Representations of the parties

[38] During mediation, the appellant expressed her belief that the ministry has custody or control of the requested records; that is, records related to individualized spending for her son.

[39] The ministry submits that it did not refuse to provide the appellant with any portion of a record based on the reason that responsive records were not in its custody or control. The ministry’s response to the request is that the requested records do not exist, or if they do exist, they are not in the ministry’s custody or control. It also submits that the appellant has merely asserted that records should exist.

[40] The ministry explains that the TPA receives funding from the ministry for the services they provide to many clients through several group homes. This funding from the ministry may be both for the TPA’s capital and operating expenses. The TPA is subject to ministry oversight under the Services and Supports to Promote the Social Inclusion of Persons with Developmental Disabilities Act, 2008 (SIPDDA), which provides the legislative framework for ministry-funded adult developmental services in Ontario. As such, the ministry may request certain records from the TPA in relation to its oversight role.

[41] It also explains that the ministry does not require its TPAs to detail the expenses they may incur in respect of each individual client they may serve. Rather, funding provided to the TPA is provided as part of a base budget that the TPA uses to operate each of its group home locations. It further explains that these budgets are not individualized to clients (e.g. not allocated to specific individuals served by the TPA) and therefore, records regarding individualized budgets do not exist and are not required by the ministry in its oversight role.

[42] As noted above, the appellant did not provide representations during adjudication, in response to the ministry’s representations.

Analysis and findings

[43] While the appellant expressed her belief during mediation that additional responsive records are in the ministry’s custody and control, she did not address any of the factors set out in the Notice of Inquiry, nor did she provide a basis for concluding that records containing the individualized spending information she is seeking would be in the TPA’s record holdings.

[44] Based on the evidence before me, there is no reason to believe that the TPA has the records the appellant seeks. The statutory framework described by the ministry does not require the TPA to maintain individualized records for each client, or to provide such individualized records to the ministry. As a result, I do not need to answer the hypothetical question of whether the ministry would have control of such records held by the TPA, if they existed.

ORDER:

I uphold the ministry’s access decision and dismiss the appeal.

Original signed by:

 

December 20, 2021

Valerie Silva

 

 

Adjudicator

 

 

 



[1] I have reviewed all the file material and representations and have determined that I do not require further information before making my decision.

[2] Orders P-85, P-221 and PO-1954-I.

[3] Order MO-2185.

[4] Orders P-624 and PO-2559.

[5] Order PO-2554.

[6] Orders M-909, PO-2469 and PO-2592.

[7] Order MO-2246.

[8] The ministry issued a decision for this previous request on January 14, 2020.

[9] This would appear to be consistent with the fact that individuals applying for individualized support undergo yearly assessments to determine the amount of funding they qualify for, as noted above.

[10] Section 10(1)  goes on to list exceptions to the general right of access.
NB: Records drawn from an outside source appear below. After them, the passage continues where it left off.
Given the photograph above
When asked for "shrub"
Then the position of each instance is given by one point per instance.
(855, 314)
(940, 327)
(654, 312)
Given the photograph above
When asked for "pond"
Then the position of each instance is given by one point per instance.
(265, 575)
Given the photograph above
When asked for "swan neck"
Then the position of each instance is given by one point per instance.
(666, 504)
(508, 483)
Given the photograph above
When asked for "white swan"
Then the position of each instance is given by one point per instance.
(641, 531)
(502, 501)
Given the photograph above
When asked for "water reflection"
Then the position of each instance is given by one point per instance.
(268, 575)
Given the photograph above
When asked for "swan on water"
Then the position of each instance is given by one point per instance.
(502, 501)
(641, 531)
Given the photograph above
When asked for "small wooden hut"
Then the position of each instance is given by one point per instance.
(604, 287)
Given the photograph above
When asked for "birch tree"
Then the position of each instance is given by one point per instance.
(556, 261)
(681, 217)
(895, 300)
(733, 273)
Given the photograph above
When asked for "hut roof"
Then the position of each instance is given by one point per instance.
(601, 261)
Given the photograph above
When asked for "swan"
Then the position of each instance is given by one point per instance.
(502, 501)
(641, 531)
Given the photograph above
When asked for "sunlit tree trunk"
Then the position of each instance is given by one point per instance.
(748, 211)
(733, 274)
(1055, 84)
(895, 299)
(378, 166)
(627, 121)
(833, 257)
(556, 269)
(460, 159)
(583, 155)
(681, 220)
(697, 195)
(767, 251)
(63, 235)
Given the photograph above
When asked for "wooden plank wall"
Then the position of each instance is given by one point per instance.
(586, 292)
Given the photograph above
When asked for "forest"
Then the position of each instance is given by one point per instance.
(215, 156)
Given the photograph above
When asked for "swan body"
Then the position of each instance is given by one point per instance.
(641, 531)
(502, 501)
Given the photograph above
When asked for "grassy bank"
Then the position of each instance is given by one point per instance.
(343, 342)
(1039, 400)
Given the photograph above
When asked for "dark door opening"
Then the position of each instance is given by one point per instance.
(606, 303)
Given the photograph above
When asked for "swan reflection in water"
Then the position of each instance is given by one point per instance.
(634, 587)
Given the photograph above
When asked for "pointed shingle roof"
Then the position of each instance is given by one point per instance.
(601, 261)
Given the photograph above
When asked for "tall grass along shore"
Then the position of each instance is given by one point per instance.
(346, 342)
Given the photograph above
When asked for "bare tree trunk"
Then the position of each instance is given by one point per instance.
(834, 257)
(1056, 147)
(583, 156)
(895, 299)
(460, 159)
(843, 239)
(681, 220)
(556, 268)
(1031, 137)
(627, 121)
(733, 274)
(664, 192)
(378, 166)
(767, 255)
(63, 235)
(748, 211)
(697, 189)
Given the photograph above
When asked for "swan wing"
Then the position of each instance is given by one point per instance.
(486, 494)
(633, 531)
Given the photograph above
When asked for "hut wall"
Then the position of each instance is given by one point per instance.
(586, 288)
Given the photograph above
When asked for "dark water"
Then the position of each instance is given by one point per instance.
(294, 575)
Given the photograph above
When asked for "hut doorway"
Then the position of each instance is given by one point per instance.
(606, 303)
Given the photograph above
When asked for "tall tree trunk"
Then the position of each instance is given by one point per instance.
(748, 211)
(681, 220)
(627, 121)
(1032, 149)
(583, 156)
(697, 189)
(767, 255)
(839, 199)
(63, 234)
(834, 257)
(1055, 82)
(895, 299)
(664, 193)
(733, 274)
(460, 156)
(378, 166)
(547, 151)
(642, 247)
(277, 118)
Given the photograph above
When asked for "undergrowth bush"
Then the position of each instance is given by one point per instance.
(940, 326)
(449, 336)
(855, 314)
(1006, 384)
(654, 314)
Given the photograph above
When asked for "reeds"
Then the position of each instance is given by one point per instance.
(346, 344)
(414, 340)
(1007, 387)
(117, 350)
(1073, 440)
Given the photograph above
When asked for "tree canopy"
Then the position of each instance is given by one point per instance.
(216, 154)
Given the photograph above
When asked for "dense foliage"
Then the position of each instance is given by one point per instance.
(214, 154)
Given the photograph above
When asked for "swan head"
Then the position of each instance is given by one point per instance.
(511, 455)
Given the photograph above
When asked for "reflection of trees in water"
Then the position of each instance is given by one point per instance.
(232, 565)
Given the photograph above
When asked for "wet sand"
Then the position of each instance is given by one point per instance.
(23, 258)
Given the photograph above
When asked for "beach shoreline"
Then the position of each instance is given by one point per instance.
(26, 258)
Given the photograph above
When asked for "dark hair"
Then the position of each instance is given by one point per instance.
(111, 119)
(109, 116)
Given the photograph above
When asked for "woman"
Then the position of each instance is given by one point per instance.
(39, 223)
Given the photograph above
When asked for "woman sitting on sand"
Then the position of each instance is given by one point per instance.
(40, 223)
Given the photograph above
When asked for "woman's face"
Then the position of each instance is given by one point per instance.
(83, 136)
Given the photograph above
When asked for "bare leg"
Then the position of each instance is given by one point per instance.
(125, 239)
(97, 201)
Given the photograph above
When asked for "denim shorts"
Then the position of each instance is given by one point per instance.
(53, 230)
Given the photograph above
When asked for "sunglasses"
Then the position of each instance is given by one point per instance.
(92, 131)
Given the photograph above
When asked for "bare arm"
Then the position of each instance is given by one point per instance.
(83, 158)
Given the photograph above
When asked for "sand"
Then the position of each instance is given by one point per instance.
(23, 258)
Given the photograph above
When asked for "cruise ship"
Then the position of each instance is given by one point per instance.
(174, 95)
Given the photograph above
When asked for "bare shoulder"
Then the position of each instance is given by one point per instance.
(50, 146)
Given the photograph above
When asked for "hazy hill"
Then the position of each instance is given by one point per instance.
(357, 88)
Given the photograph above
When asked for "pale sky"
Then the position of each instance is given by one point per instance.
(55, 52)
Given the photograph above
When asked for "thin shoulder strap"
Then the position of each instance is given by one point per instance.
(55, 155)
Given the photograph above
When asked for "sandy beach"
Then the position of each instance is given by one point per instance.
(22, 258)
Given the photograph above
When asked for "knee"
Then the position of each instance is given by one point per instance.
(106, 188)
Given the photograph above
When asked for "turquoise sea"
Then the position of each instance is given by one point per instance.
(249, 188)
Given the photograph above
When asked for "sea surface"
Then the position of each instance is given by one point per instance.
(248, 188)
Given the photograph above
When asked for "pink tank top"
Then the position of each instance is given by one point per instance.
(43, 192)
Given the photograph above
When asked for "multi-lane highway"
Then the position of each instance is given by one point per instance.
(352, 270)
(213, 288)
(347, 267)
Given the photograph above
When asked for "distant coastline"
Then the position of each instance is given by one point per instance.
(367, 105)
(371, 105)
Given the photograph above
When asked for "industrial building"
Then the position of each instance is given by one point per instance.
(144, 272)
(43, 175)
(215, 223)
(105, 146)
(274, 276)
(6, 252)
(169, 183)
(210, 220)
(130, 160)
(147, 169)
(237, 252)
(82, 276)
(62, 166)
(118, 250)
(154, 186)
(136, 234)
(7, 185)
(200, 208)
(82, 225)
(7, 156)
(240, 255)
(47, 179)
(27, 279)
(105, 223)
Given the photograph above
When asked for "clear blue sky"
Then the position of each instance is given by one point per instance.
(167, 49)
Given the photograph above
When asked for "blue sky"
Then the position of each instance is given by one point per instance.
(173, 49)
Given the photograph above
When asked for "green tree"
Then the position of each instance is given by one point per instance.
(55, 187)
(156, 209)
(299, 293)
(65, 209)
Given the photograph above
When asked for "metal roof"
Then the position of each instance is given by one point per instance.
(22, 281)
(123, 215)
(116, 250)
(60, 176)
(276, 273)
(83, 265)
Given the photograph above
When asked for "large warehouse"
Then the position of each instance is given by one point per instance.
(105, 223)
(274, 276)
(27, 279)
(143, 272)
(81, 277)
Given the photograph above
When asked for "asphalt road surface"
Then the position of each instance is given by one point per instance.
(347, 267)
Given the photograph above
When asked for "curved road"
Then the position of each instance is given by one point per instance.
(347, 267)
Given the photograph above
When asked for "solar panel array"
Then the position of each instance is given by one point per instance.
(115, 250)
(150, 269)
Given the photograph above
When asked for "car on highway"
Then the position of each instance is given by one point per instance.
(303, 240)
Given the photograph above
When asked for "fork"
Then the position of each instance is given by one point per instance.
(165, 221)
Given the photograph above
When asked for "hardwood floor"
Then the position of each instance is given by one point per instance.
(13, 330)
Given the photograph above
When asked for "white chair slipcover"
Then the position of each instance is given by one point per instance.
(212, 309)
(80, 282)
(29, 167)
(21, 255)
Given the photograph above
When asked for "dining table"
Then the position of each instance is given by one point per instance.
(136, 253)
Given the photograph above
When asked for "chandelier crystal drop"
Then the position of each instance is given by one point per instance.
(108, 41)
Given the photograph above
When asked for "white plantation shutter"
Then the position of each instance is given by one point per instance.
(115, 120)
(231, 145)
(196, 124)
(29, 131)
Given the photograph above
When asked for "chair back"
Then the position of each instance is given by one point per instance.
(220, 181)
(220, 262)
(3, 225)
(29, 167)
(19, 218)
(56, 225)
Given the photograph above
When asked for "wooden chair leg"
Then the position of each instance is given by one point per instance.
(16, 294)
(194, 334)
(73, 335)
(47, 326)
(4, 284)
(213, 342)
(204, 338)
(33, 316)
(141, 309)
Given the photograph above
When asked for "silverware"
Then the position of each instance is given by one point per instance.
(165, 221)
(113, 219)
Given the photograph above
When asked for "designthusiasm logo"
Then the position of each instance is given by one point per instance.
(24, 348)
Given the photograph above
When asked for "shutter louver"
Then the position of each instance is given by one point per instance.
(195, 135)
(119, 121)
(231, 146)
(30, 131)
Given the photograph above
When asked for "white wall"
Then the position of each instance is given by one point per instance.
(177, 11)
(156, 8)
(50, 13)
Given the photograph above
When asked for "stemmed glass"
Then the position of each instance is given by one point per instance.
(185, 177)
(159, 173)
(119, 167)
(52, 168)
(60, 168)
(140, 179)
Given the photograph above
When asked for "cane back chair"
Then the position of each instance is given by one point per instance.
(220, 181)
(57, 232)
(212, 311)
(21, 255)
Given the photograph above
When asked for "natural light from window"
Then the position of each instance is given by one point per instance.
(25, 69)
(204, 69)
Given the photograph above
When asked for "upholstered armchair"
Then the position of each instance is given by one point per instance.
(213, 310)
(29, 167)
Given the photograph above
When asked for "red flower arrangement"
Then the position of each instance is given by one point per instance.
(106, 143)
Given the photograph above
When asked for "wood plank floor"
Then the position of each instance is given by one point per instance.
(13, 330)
Those exceptions are not relevant to the issues in this appeal.

[11] Order P-239 and Ministry of the Attorney General v. Information and Privacy Commissioner, 2011 ONSC 172 (Div. Ct.).

[12] Order PO-2836.

[13] Ontario (Criminal Code Review Board) v. Ontario (Information and Privacy Commissioner), [1999] O.J. No. 4072; Canada Post Corp. v. Canada (Minister of Public Works) (1995), 30 Admin. L.R. (2d) 242 (Fed. C.A.); and Order MO-1251.

[14] Orders 120, MO-1251, PO-2306 and PO-2683.

[15] City of Ottawa v Ontario, 2010 ONSC 6835 (Div. Ct.).

[16] Canada (Information Commissioner) v Canada (Minister of National Defence), 2011 SCC 25 (CanLII).